In fact, a Facebook conversation with another mother mourning the loss of a  son -- her 14-year-old also was hit by a car -- got Brody-Muckenfuss thinking about starting her own grief group.

"She said, 'I can't get out of bed,' and I suggested she take baby steps," says Brody-Muckenfuss, who still has occasional days like that herself.

"Now I know I don't have to feel guilty about it," she adds. "People think, 'stages of grief' means you go through one stage and move on to the next. But it's like a  roller coaster."

Patricia Madden, director of nursing at Kennedy University Hospital in Washington Township,  runs an adult bereavement group she founded in 2010 to "meet a community need." Between 15 and 20 men and women meet monthly; Madden says the experience can help grieving people realize they're "not alone in the world" and can connect with others who understand.

"Kim is a very outgoing, loving, dynamic personality" whose new groups "will be a great opportunity" for parents mourning the loss of a child, Madden says.

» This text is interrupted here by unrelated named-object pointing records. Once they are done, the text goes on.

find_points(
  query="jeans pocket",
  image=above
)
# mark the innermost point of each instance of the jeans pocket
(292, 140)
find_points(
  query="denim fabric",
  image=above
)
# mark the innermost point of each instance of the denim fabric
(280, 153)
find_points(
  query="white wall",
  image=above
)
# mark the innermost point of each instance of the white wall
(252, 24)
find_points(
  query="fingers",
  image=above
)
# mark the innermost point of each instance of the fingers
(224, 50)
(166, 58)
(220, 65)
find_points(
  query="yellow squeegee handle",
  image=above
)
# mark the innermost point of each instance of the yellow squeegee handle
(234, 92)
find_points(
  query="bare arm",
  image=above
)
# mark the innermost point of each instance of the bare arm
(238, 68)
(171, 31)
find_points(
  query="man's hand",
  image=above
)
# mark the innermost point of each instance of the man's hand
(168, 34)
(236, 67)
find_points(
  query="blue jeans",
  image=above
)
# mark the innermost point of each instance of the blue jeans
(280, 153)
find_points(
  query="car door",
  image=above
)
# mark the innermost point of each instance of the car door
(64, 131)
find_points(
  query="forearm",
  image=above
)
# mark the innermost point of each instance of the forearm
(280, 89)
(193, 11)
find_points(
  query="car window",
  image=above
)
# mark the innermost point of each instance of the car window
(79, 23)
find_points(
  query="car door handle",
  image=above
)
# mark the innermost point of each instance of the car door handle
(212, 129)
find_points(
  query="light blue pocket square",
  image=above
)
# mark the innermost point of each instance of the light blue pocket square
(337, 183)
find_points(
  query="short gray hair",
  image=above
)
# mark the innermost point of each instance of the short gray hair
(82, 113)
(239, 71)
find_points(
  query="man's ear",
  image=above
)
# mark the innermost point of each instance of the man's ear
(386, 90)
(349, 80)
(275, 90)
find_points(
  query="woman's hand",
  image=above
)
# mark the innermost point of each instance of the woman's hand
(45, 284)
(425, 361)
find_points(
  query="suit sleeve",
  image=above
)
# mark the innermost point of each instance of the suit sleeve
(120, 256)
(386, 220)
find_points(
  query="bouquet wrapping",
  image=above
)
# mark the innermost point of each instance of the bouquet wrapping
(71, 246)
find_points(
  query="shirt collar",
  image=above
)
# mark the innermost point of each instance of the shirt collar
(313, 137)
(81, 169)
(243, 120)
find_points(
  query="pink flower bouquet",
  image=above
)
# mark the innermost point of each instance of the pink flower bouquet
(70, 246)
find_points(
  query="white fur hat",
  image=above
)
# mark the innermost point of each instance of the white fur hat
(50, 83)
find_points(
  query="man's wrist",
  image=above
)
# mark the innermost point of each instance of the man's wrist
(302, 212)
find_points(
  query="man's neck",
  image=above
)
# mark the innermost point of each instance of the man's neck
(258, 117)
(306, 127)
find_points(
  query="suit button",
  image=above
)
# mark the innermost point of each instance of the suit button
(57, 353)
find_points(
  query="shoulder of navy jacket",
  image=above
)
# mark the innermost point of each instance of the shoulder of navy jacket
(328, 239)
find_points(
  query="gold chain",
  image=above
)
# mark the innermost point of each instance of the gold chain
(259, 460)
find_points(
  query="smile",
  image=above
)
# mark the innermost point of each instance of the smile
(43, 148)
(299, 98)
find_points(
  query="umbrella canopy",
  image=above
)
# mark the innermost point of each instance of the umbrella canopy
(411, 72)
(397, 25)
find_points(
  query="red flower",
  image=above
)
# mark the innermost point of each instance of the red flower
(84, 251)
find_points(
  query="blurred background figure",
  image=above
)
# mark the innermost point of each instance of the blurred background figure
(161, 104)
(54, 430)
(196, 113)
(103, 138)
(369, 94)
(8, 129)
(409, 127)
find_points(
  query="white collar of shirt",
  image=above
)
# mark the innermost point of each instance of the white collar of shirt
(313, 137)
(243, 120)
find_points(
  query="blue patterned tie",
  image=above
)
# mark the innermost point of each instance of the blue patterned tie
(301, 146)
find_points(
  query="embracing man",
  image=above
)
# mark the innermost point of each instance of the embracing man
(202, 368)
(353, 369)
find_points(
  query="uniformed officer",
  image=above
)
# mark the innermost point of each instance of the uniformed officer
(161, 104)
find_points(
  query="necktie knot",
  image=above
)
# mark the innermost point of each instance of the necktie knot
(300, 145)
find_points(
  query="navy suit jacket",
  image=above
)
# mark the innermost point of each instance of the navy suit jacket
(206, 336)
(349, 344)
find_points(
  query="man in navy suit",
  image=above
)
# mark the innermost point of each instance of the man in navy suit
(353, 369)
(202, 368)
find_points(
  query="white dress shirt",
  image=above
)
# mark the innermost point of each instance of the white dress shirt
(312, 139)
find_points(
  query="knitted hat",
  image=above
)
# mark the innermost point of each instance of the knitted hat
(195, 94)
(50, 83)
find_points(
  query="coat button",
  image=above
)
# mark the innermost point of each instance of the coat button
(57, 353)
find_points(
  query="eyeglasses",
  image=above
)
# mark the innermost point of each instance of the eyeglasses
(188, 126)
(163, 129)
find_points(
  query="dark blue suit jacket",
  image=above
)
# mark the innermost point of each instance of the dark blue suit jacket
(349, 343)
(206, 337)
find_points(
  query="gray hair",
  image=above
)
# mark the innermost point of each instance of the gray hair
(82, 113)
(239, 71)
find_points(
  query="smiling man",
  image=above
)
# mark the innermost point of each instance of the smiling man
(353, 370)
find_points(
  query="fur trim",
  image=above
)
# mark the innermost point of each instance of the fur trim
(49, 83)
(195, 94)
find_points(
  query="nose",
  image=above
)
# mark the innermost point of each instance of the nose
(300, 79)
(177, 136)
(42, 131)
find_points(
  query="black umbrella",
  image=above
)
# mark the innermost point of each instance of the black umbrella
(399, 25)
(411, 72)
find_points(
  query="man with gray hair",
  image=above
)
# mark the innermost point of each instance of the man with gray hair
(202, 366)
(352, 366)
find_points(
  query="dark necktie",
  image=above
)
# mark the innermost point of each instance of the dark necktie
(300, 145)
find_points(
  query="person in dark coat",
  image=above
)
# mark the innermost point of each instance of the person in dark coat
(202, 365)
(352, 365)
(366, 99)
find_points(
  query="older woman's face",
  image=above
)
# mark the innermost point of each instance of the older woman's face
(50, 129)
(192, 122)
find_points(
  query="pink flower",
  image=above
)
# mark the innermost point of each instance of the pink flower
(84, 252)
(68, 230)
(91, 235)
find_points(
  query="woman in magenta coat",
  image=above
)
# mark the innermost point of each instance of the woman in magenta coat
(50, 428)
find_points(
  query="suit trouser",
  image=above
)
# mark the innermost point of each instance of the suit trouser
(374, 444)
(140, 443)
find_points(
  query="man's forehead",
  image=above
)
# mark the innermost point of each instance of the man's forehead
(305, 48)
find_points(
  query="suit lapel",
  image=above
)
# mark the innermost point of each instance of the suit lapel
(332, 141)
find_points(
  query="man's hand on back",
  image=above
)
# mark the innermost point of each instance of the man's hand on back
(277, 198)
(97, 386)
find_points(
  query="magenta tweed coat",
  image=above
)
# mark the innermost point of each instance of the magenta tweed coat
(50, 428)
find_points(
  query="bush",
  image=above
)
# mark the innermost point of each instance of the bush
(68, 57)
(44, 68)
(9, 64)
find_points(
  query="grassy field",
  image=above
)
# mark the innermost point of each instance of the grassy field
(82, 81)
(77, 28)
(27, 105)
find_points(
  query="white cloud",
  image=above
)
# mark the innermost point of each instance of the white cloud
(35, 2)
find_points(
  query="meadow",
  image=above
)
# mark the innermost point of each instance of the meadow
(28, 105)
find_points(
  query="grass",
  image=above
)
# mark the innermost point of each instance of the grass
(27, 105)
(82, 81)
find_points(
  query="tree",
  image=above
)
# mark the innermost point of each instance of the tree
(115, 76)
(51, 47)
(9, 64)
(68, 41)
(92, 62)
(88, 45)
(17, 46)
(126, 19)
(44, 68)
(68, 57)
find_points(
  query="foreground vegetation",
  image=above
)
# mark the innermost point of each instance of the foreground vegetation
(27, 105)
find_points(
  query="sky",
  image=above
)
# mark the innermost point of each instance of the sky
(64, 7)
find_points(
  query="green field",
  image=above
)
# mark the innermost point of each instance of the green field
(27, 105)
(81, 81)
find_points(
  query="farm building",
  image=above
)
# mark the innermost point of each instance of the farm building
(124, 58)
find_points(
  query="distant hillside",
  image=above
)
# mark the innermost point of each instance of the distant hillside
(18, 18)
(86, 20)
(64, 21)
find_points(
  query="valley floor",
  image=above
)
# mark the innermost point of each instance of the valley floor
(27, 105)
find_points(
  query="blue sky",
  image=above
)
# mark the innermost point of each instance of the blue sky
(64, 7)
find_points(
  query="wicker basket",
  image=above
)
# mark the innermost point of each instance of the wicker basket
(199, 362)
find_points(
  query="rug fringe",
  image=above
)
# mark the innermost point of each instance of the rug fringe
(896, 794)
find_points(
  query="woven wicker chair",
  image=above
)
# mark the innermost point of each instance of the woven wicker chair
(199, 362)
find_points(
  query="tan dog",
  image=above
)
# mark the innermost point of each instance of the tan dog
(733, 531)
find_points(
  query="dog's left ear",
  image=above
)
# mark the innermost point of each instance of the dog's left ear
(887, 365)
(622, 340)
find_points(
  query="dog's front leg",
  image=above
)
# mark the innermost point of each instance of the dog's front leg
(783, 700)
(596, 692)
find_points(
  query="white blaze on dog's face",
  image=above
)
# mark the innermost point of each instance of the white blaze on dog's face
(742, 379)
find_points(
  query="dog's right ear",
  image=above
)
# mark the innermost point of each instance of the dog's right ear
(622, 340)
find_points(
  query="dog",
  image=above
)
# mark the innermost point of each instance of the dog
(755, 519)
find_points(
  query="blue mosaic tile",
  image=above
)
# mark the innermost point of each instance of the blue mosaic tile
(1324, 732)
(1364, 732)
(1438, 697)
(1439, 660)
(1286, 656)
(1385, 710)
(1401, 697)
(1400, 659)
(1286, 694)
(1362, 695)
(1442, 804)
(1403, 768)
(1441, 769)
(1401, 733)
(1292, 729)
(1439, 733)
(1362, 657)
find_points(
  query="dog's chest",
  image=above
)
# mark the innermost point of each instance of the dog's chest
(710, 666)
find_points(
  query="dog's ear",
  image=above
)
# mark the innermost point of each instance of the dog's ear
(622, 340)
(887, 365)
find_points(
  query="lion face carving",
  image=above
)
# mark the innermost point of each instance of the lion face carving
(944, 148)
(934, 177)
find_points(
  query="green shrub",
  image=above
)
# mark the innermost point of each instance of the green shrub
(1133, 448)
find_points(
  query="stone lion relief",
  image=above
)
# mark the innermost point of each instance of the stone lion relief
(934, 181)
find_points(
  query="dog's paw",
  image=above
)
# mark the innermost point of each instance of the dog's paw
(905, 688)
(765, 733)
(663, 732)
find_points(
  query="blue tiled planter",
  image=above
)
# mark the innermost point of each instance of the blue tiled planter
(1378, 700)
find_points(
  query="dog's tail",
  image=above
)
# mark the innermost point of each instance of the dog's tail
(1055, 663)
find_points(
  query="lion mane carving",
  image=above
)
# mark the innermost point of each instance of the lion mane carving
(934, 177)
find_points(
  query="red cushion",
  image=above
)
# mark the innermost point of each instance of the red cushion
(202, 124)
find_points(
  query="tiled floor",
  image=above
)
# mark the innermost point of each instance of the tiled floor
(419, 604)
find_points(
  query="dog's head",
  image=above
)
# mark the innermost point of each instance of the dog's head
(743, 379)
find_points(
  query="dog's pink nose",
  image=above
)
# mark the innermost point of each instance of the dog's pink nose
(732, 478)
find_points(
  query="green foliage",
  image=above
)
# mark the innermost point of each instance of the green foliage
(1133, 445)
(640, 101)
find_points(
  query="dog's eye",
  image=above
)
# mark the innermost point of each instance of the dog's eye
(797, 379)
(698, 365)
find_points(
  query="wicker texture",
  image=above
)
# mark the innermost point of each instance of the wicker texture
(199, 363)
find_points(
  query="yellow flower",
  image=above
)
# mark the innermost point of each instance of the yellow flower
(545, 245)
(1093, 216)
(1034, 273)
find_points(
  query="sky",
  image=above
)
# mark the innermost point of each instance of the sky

She notes that "a benefit of having nurses running groups like these is we can identify someone who is in a depressed state" and may need additional assistance.

Says Brody-Muckenfuss: "At first, I was mad at God and mad at everybody. I asked, 'Why did you take him?'

"I just feel I can be a mentor," she adds. "I can take my anger and my grief and put them into helping other people in Austin's name."